Pod scheduling strategy of kubernetes
Scheduler is the Scheduler of kubernetes. Its main task is to allocate the defined pod to the nodes of the cluster. It sounds very simple, but 0 there are many questions to consider:
- Fairness: how to ensure that each node can be allocated resources
- Efficient utilization of resources: all resources in the cluster are used to the maximum extent
- Efficiency: the scheduling performance is good, and it can complete the scheduling of a large number of pod s as soon as possible
- Flexibility: allows users to control the logic of scheduling according to their own needs
Sheduler runs as a separate program. After startup, it will always listen to API Server and get podspec For a pod with an empty nodeName, a binding will be created for each pod, indicating which node the pod should be placed on.
1, Scheduling process
Scheduling is divided into filtering and optimization.
The first is to filter out nodes that do not meet the conditions. This process is called predict; Then, the passing nodes are sorted according to priority; Select the highest priority node from the last. If there is an error in any of the steps, the error will be returned directly.
Ⅰ. Predict
Predict has a series of algorithms that can be used:
- PodFitsResources: whether the remaining resources on the node are greater than the resources requested by the pod.
- PodFitsHost: if NodeName is specified in pod, check whether the node name matches NodeName.
- PodFitsHostPorts: whether the port already used on the node conflicts with the port applied by pod.
- PodSelectorMatches: filter out nodes that do not match the label specified by pod.
- NoDiskConflict: the volume that has been mount ed does not conflict with the volume specified by pod unless they are both read-only.
If there is no suitable node in the predict process, the pod will remain in the pending state and continue to retry scheduling until a node meets the conditions.

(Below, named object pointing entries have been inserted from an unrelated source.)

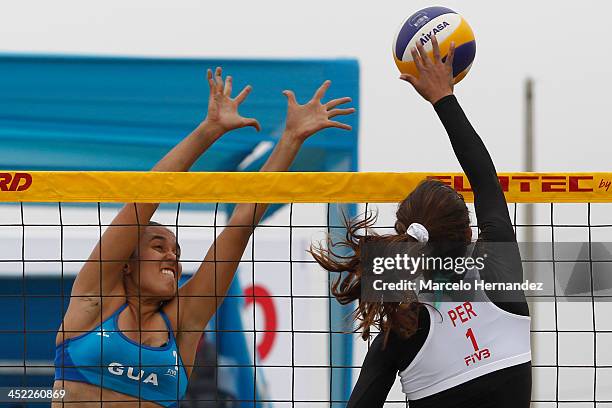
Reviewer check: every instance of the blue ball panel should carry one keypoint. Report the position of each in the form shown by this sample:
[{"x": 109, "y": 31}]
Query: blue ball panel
[
  {"x": 414, "y": 24},
  {"x": 464, "y": 56}
]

After this step, if multiple nodes meet the conditions, continue the priorities process: sort the nodes according to the priority size.
Ⅱ. Priority
Priority consists of a series of key value pairs. The key is the name of the priority item and the value is its weight (the importance of the item). These priority options include:
- Leastrequested priority: the weight is determined by calculating the utilization rate of CPU and Memory. The lower the utilization rate, the higher the weight. In other words, this priority indicator tends to nodes with lower resource utilization ratio.
- Balanced resource allocation: the closer the CPU and Memory utilization on the node, the higher the weight. This should be used together with the above and should not be used alone.
- ImageLocalityPriority: it tends to have nodes to use the image. The larger the total size of the image, the higher the weight.
All priority items and weights are calculated by the algorithm to get the final result.
Ⅲ. Custom scheduler
In addition to kubernetes' own scheduler, you can also write your own scheduler. By specifying the name of the scheduler through the spec:schedulername parameter, you can select a scheduler for the pod to schedule.
2, Affinity
Affinity is an attribute of pod (preference or rigid requirement), which makes pod attracted to a specific class of nodes.
Ⅰ. Node affinity
pod.spec.nodeAffinity
- preferredDuringSchedulingIgnoredDuringExecution: soft policy.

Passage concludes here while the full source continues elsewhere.